🤖 AI Summary
Existing text-to-image generation methods struggle to precisely control scene geometry and material properties. This work proposes G-Render, the first framework integrating diffusion models with G-buffer representations—comprising albedo, surface normals, depth, roughness, and metallic maps—to decouple structural generation from photorealistic rendering. A multi-task diffusion network jointly predicts full-channel G-buffers, which are then fed into a modular, differentiable neural renderer to synthesize high-fidelity images. This design enables fine-grained geometric and material-level editing, including cross-channel object compositing, localized lighting mask control, and high-fidelity fusion of virtual objects into real-world scenes.

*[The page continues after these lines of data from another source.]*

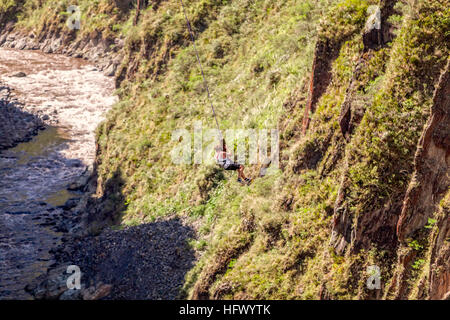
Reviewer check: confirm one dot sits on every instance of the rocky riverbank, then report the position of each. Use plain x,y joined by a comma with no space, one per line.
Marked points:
104,53
51,105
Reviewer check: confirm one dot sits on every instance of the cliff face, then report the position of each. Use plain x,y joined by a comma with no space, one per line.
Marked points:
359,90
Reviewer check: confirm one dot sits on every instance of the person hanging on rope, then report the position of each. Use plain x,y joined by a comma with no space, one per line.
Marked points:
223,159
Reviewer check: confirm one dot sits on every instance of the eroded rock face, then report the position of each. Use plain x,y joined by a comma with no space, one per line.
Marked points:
326,52
377,31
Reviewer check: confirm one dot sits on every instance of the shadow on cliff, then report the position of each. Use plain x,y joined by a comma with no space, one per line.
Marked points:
149,261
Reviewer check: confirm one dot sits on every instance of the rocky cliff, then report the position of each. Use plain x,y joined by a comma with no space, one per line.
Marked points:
359,91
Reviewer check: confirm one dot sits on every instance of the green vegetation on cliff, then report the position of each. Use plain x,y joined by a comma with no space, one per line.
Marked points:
272,239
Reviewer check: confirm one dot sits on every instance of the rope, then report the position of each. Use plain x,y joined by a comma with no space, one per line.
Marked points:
201,67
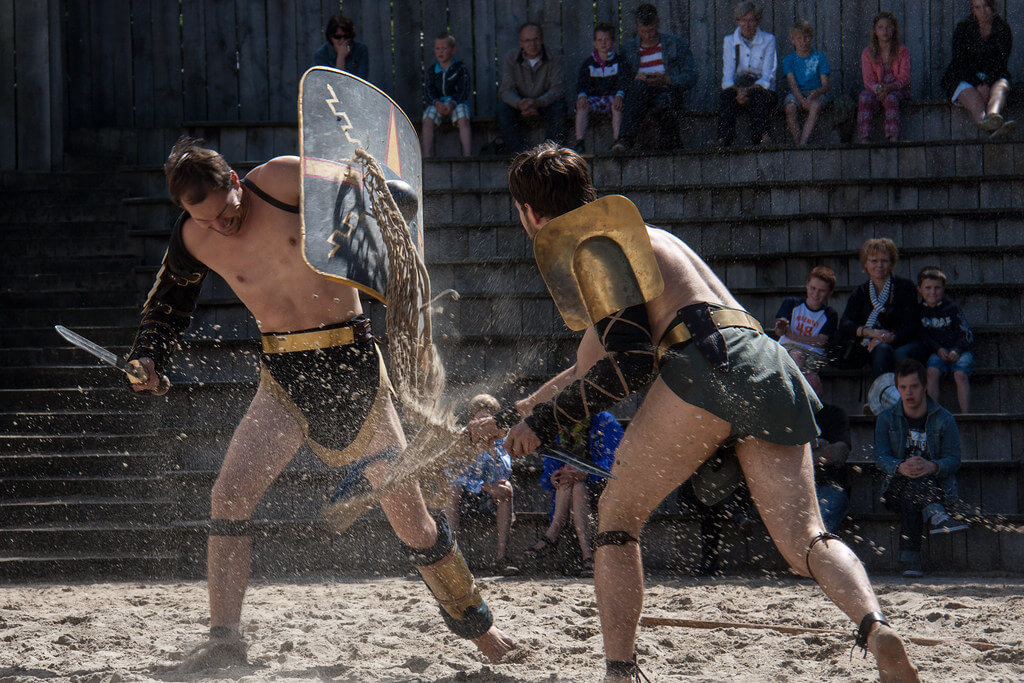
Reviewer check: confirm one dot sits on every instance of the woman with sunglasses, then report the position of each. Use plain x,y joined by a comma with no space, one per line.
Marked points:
341,50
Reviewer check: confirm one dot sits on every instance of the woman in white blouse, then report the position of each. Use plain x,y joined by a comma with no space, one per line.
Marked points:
750,62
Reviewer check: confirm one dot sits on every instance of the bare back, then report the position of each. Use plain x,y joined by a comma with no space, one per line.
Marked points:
263,261
687,280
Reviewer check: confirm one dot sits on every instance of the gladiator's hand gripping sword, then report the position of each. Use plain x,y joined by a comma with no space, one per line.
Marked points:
133,369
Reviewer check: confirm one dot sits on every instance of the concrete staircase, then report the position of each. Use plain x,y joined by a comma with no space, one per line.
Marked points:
80,461
762,218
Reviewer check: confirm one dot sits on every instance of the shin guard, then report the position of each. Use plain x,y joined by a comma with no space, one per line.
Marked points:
445,573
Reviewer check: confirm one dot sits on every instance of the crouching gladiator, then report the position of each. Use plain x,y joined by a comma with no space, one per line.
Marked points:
657,318
323,380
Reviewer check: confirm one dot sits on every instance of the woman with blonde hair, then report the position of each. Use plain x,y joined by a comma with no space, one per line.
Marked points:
885,66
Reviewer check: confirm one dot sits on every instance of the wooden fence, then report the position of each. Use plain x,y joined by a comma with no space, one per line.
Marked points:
163,62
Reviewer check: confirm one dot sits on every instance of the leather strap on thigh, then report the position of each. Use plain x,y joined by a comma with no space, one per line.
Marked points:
613,539
230,527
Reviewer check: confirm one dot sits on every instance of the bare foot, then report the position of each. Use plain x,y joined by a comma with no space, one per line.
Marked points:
495,644
894,664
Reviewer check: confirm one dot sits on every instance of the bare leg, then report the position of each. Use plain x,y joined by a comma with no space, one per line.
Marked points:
781,483
583,118
812,120
963,390
466,136
452,508
581,518
663,446
427,133
407,511
933,383
971,100
263,442
502,494
792,123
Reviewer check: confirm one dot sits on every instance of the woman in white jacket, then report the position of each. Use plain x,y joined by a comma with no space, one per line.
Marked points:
750,62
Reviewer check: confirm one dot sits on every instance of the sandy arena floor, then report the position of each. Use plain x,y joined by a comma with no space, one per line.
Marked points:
388,630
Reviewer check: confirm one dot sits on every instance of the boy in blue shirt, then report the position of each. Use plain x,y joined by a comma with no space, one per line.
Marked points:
448,90
807,73
945,336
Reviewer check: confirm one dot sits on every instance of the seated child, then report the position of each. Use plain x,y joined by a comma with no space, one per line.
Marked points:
805,326
601,84
807,72
945,336
487,474
574,488
448,93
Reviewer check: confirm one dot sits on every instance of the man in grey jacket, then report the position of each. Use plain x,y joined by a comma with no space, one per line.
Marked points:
665,73
532,85
916,444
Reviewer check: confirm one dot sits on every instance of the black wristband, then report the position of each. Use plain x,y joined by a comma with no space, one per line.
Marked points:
507,417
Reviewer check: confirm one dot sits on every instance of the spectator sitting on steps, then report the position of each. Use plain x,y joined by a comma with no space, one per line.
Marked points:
665,72
918,446
531,85
446,88
341,50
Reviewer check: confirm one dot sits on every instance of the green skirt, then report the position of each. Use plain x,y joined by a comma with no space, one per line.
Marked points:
763,394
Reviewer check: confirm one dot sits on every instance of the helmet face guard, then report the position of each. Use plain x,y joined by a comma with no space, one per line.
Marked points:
597,259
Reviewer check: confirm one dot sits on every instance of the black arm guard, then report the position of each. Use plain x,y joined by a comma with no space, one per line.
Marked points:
628,367
170,304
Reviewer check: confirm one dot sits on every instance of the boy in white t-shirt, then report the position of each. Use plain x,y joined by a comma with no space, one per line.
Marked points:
804,326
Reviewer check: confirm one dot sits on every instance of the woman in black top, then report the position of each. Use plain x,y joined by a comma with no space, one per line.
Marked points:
880,323
978,77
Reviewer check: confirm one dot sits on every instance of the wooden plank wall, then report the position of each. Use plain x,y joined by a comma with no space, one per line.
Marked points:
161,62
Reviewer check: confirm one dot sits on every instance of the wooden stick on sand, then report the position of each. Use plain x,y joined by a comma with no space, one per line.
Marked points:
798,630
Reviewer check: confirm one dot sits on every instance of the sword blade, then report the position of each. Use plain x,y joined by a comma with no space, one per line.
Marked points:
563,457
91,347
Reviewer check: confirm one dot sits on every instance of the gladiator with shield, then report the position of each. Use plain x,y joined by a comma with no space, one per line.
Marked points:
656,318
297,242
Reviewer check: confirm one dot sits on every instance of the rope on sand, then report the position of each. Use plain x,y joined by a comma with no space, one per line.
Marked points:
415,367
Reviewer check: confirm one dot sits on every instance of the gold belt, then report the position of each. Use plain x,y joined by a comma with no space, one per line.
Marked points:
723,317
305,341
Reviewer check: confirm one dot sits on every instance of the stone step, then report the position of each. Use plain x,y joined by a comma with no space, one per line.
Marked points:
87,281
82,464
46,214
27,443
115,564
123,487
82,510
46,336
71,264
71,298
115,316
71,422
83,398
73,539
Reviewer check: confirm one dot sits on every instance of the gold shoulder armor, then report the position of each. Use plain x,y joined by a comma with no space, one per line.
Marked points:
597,259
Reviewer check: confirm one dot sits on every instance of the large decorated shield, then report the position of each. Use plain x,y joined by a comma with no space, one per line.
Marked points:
339,113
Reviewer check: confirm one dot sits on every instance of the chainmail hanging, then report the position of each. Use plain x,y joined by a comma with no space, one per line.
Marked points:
415,367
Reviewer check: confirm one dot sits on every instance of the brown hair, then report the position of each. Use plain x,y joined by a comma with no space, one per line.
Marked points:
879,244
875,37
802,26
646,14
194,171
604,27
908,367
931,272
481,401
551,179
825,274
448,37
340,22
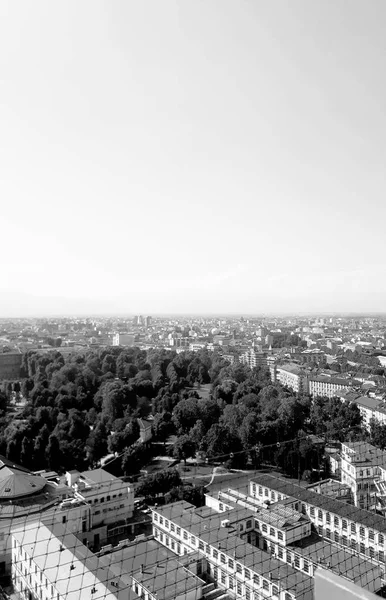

Extensive experiments on text-to-image synthesis and editing tasks demonstrate significant improvements in controllability and editing flexibility, achieving seamless embedding of synthetic objects into authentic environments.
📝 Abstract
Despite recent advances in text-to-image generation, controlling geometric layout and material properties in synthesized scenes remains challenging. We present a novel pipeline that first produces a G-buffer (albedo, normals, depth, roughness, and metallic) from a text prompt and then renders a final image through a modular neural network. This intermediate representation enables fine-grained editing: users can copy and paste within specific G-buffer channels to insert or reposition objects, or apply masks to the irradiance channel to adjust lighting locally. As a result, real objects can be seamlessly integrated into virtual scenes, and virtual objects can be placed into real environments with high fidelity. By separating scene decomposition from image rendering, our method offers a practical balance between detailed post-generation control and efficient text-driven synthesis. We demonstrate its effectiveness on a variety of examples, showing that G-buffer editing significantly extends the flexibility of text-guided image generation.